C’est dans une lettre du 3 novembre 1867 à Erwin Rohde que Nietzsche emploie sa formule pour la première fois, en grec ancien : « γένοι᾿, οἷος ἐσσί ». Quelques jours plus tard, il dira dans une autre lettre, à Carl von Gersdorff, que cette phrase est sa devise. C’est finalement à Lou-Andréas Salomé qu’il cite sa source :
Pindar sagt einmal : « werde der, der du bist ! »
Pindare a dit un jour : « deviens ce que tu es ! »
Friedrich Nietzsche, « 239. An Lou von Salomé in Hamburg », 10 juin 1882, cité dans Sämtliche Briefe, vol. VI (« Janvier 1880 ‐ décembre 1884 »), p. 203 ; notre trad.

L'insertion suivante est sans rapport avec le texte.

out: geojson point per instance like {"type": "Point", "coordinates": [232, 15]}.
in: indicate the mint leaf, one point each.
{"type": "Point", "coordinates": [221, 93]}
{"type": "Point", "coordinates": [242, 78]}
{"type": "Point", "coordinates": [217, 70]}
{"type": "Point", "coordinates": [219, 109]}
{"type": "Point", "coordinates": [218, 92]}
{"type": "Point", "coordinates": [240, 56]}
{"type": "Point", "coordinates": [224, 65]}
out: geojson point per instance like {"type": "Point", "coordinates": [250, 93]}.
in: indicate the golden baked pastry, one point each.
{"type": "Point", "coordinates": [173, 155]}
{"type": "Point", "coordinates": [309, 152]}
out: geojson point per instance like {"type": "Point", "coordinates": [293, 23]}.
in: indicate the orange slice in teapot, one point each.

Nietzsche a bien emprunté sa formule à Pindare, mais il l’a amputée de sa fin :
Γένοι᾿, οἷος ἐσσὶ μαθών.
Puisses-tu devenir qui tu es par savoir3 !
Pindare, Pythiques, II, 72, dans Œuvres complètes, trad. Jean-Paul Savignac.
Ce vers figure dans la deuxième Pythique du poète, qui s’adresse au tyran Hiéron Ier de Syracuse, vainqueur de la course de char des jeux Pythiques. Il est unanimement reconnu comme très difficile à interpréter, à l’instar de la Pythique de manière générale. On a ainsi reproché à Nietzsche de l’avoir mal interprété (en faisant évoluer son sens d’une idée de gratitude à une idée d’imprévisibilité) et mal traduit. Aimé Puech le commente ainsi : « Il faut que Hiéron soit lui-même ; il n’a qu’à suivre sa vraie nature pour bien faire et Pindare lui a appris à se bien connaître. Qu’il écoute de telles leçons ! » (Notice à Pythiques, II, p. 37).
Dorian Astor est plus explicite : la connaissance ne suffit pas à faire de quelqu’un un sage ou un héros. Il appartient à Hiéron d’actualiser son excellence innée. Ce n’est pas aux autres qu’il se mesure, mais à lui-même. La connaissance est une victoire sur soi et en même temps une confirmation de ce que l’on est. C’est pourquoi Pindare n’encourage pas Hiéron à devenir meilleur mais à devenir tel qu’il est. La connaissance ne nous ajoute rien, elle révèle la part de notre être que masque l’ignorance.
Michel Onfray4 a lui analysé la portée philosophique générale de la phrase de Pindare. Relevant le paradoxe qu’elle contient (comment devenir ce que l’on est déjà ?), il nous dit qu’être, pour un Grec ancien, c’est obéir à la loi du monde. Se pose la question de la liberté. Il y a alors trois façons d’envisager la citation. L’option pessimiste : on ne peut rien faire d’autre que d’assister à soi-même comme à un spectacle. L’option optimiste : deviens ce que tu n’es pas, il suffit de le vouloir. L’option tragique : position de la lucidité ; nous n’avons pas le choix de ce qui advient, mais nous pouvons y consentir.
La citation de Pindare connaîtra de nombreuses variantes au cours des siècles, notamment chez saint Augustin5.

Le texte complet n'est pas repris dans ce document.